Thursday, December 28, 2006

More Remebrances of Anastasia Titov

The following was sent to me by my friend John Granger of HogwartsProfessor.com:

My name is John Granger and I met Mrs. Titov when my family lived in Houston , 1996-2001. We were recent converts to Orthodoxy and went to as many services as we could at St. Vladimir’s Russian Orthodox Church. Mrs. Titov, or Anastasia as she insisted we call her, was the choir director there. On Feast Days that fell during the week, oftentimes there were very few people at the Evening Vigil services or the Morning Liturgy. Anastasia and Rustik and Barbara Karnauch, however, were always there at the kliros to chant in English and Slavonic, as frequently as not with only my seven children and a few adults to listen. These are some of our fondest memories of life in Houston because of the kindness and good times we shared with the Karnauchs, Mrs. Titov, and the clergy at St. Vladimir’s. We asked Anastasia to be godmother to our son Timothy, born in 1998, and she agreed.

I remember celebrating Theophany at St. Vladimir’s one year when it was the priest, the kliros regulars, and my family. After the blessing of the waters and before we left for home and work, Anastasia pulled me aside and said she wanted to show me something. She dug into what she called her “God-bag” where she kept the music books and notebooks for the choir and pulled out a photograph about the size of a postcard and of a similar feel. In the picture were thousands of people standing on a snow covered frozen lake. They surrounded a central group of Orthodox priests and hierarchs. Men in rason held processional banners and icons on either side and the back of this group and one held an oversized cross. There was a visible hole in the ice.
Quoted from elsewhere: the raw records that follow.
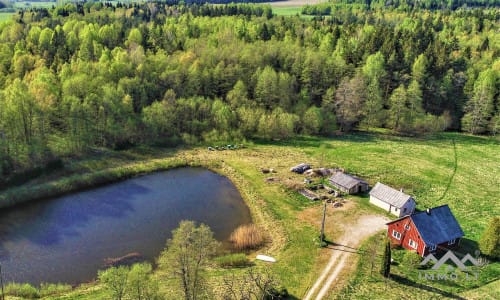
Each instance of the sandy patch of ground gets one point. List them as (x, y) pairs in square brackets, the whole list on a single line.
[(342, 249)]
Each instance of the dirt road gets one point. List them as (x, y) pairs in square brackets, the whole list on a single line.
[(346, 246)]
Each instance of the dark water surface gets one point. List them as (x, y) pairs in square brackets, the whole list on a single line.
[(66, 239)]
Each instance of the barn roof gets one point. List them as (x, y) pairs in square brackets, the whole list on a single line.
[(346, 180), (389, 195), (437, 226)]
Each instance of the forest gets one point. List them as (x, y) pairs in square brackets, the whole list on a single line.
[(88, 75)]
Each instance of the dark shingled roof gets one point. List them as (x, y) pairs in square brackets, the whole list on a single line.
[(437, 227), (389, 195), (346, 180)]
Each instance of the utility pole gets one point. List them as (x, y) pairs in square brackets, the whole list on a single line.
[(1, 282), (322, 237)]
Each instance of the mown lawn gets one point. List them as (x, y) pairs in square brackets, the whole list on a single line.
[(456, 169)]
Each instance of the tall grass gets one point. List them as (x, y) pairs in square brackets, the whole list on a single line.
[(246, 237)]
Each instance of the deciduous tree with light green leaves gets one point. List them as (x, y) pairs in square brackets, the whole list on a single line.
[(187, 256)]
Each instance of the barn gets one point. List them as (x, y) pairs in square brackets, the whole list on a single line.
[(392, 200), (348, 184), (427, 231)]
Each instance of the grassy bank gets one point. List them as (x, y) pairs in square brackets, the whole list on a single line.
[(456, 169)]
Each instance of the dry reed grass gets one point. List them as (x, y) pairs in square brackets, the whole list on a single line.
[(246, 237)]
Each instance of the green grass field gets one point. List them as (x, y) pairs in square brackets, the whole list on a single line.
[(455, 169), (5, 16)]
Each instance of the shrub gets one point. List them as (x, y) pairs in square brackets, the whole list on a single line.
[(246, 237), (23, 290), (233, 260), (412, 259), (385, 268), (489, 243)]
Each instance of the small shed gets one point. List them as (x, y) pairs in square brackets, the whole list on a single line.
[(392, 200), (427, 231), (348, 184)]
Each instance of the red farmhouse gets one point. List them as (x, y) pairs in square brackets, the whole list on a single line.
[(426, 231)]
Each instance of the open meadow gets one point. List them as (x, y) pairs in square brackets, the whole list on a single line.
[(451, 168)]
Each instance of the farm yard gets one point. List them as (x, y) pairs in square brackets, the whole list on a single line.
[(456, 169)]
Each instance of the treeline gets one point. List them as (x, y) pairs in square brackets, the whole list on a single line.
[(109, 76)]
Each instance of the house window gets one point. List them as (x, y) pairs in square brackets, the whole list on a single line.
[(396, 234)]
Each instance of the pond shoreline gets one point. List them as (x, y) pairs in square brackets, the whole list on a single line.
[(114, 224)]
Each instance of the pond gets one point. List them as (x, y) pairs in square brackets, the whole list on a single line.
[(67, 239)]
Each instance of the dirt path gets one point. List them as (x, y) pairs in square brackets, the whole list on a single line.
[(365, 227)]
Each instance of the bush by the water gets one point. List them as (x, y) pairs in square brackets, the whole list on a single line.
[(27, 291), (233, 260), (246, 237), (22, 290)]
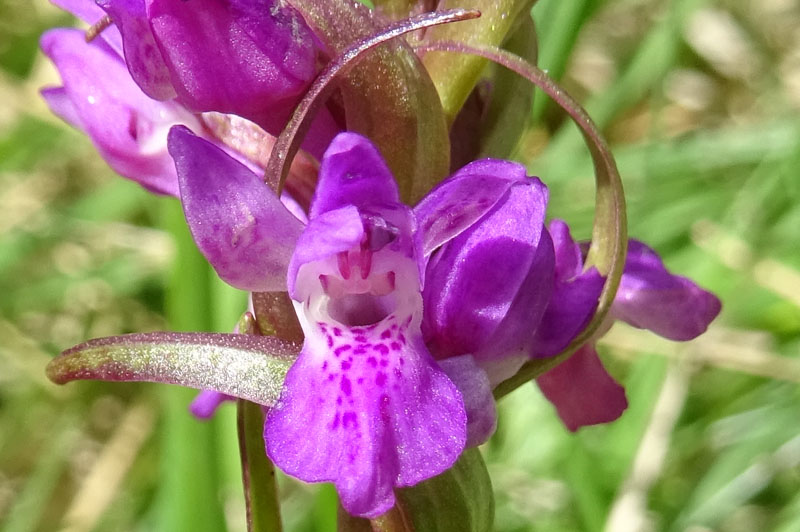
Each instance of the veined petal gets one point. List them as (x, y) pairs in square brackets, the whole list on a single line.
[(326, 235), (650, 297), (145, 61), (91, 13), (240, 226), (248, 57), (353, 173), (127, 127), (486, 290), (574, 299), (476, 390), (206, 403), (464, 198), (241, 365), (368, 409), (582, 390)]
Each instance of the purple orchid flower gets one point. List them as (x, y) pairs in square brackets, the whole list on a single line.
[(365, 405), (98, 96), (252, 58), (649, 297)]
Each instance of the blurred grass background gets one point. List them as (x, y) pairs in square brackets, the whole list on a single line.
[(701, 101)]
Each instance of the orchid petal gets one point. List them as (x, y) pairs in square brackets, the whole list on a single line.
[(569, 259), (367, 409), (487, 289), (473, 383), (245, 366), (248, 57), (574, 299), (121, 121), (463, 199), (145, 61), (240, 226), (650, 297), (353, 173), (326, 235), (582, 390)]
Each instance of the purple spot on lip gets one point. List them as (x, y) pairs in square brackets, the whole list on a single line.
[(349, 419), (382, 349), (345, 386)]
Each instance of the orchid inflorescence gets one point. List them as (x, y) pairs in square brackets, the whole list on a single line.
[(390, 305)]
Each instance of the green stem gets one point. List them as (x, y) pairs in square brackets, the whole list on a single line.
[(188, 494), (258, 473)]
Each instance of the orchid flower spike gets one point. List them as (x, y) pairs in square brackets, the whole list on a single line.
[(365, 406), (649, 297)]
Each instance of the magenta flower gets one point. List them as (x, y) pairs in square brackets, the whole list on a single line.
[(649, 297), (365, 405), (252, 58)]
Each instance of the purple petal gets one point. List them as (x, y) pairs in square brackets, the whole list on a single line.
[(464, 198), (582, 390), (206, 403), (369, 410), (238, 223), (650, 297), (570, 309), (353, 173), (127, 127), (487, 289), (240, 365), (473, 383), (253, 58), (569, 260), (145, 61)]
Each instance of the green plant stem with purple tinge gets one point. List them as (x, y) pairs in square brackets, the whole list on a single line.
[(186, 487)]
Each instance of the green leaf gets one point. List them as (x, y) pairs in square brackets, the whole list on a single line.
[(258, 473), (249, 367), (455, 77), (458, 500), (387, 96)]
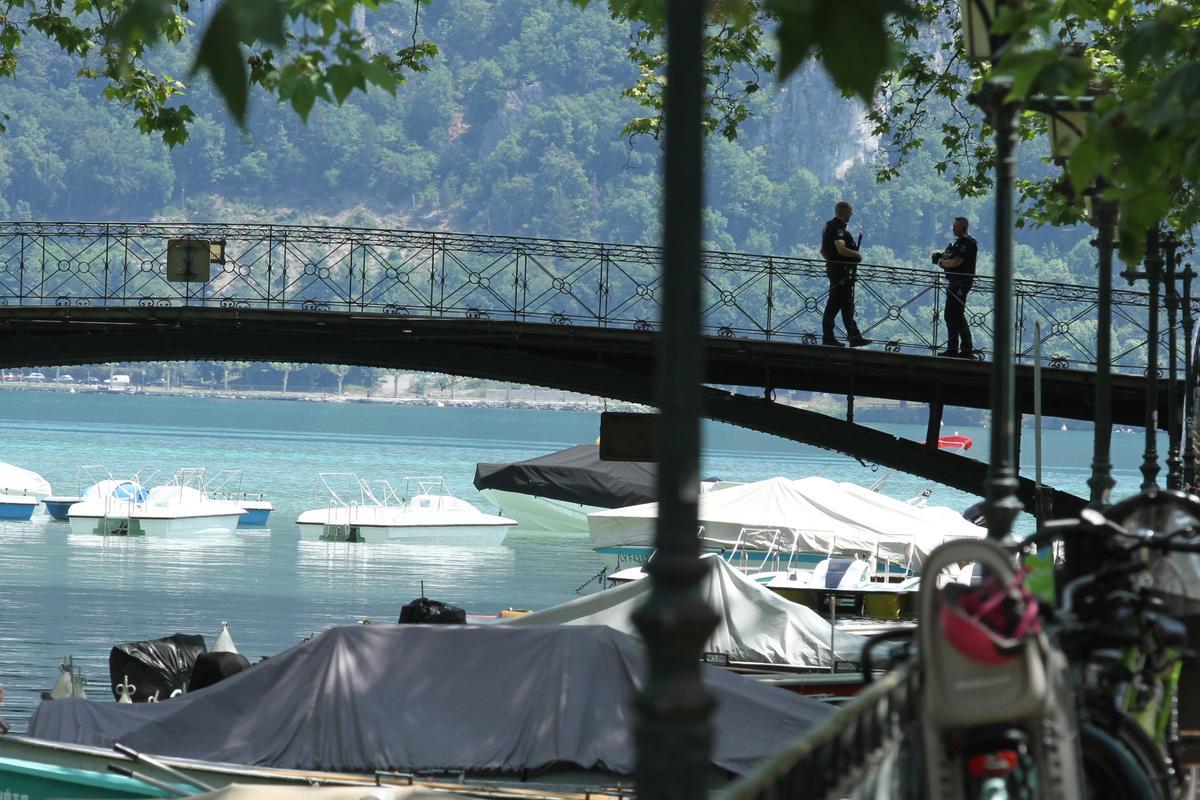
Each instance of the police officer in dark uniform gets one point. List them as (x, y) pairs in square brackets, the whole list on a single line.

The thousands of people faced the camera and their numbers filled the picture from edge to edge.

I asked her where the picture was taken. Anastasia explained that it was taken in Harbin , China , on Theophany when she was a little girl. “This,” she said, pointing out the picture and looking me in the eye while smiling, “this was Theophany!” As I looked around the church in Houston , empty then except for the priest and the large glass container of water he had blessed, I marveled at the difference in the two scenes – and was grateful once again for the opportunity we had to worship with people like Mrs. Titov and the Karnauchs whose faith and fidelity bridged this difference and united the two.

I asked Mrs. Titov once if she and her husband Paul had come straight to this country from China after the war. “Oh, no,” she said, shaking her head and laughing at my naiveté. “They wouldn’t allow me to come. I was, after all, a sparrow.” Paul nodded his head and smiled at their inside joke. It turns out Anastasia had gone to the American consulate in China for the visa paperwork necessary to escape the Communists taking over the country. The young man who reviewed her paperwork told her that, unfortunately, she could not immigrate to the United States because she was, as a Russian born in China , “White Chinese” and subject to the quotas set for Chinese immigrants.

Anastasia told me she stood up from the chair in front of this young man’s desk, and, with as much disdain as she could muster asked him, “If a sparrow is born in a barn, sir, does that make the sparrow a cow? Do I look or sound Chinese to you?” The American official, sad to say, did not appreciate the avian treasure before him or her brilliant analogy. Anastasia by good fortune and St. John’s intercessory prayers (he was then in the Philippines ) was only able to escape the Chinese Communists in whose barn she was trapped by flying to South America .

Two quick notes about her unfeigned piety: first, Anastasia, because of her bond with her patron saint, made it a point to go to every baptism held at St. Vladimir’s. At my boy’s baptism, though she was weak and not feeling well, she insisted as Timothy’s godmother that she had to walk behind the priest as he circled the baptismal font. These three trips around could not have been easy for her but she seemed almost to be running or dancing, her head well in front of her body except for the candle she held. This is the mental picture I will always have of Mrs. Titov. I think of her, though, each time I confess. Anastasia did not commune every week but she did confess and receive at least at every major Feast that I can remember. Stone-hearted and self-important as I am, I don’t often feel or think much of anything after I confess. I think of Mrs. Titov when the prayers of absolution are said over me in my callowness because she would always be crying quietly after confessing as she prepared to receive. Memory Eternal!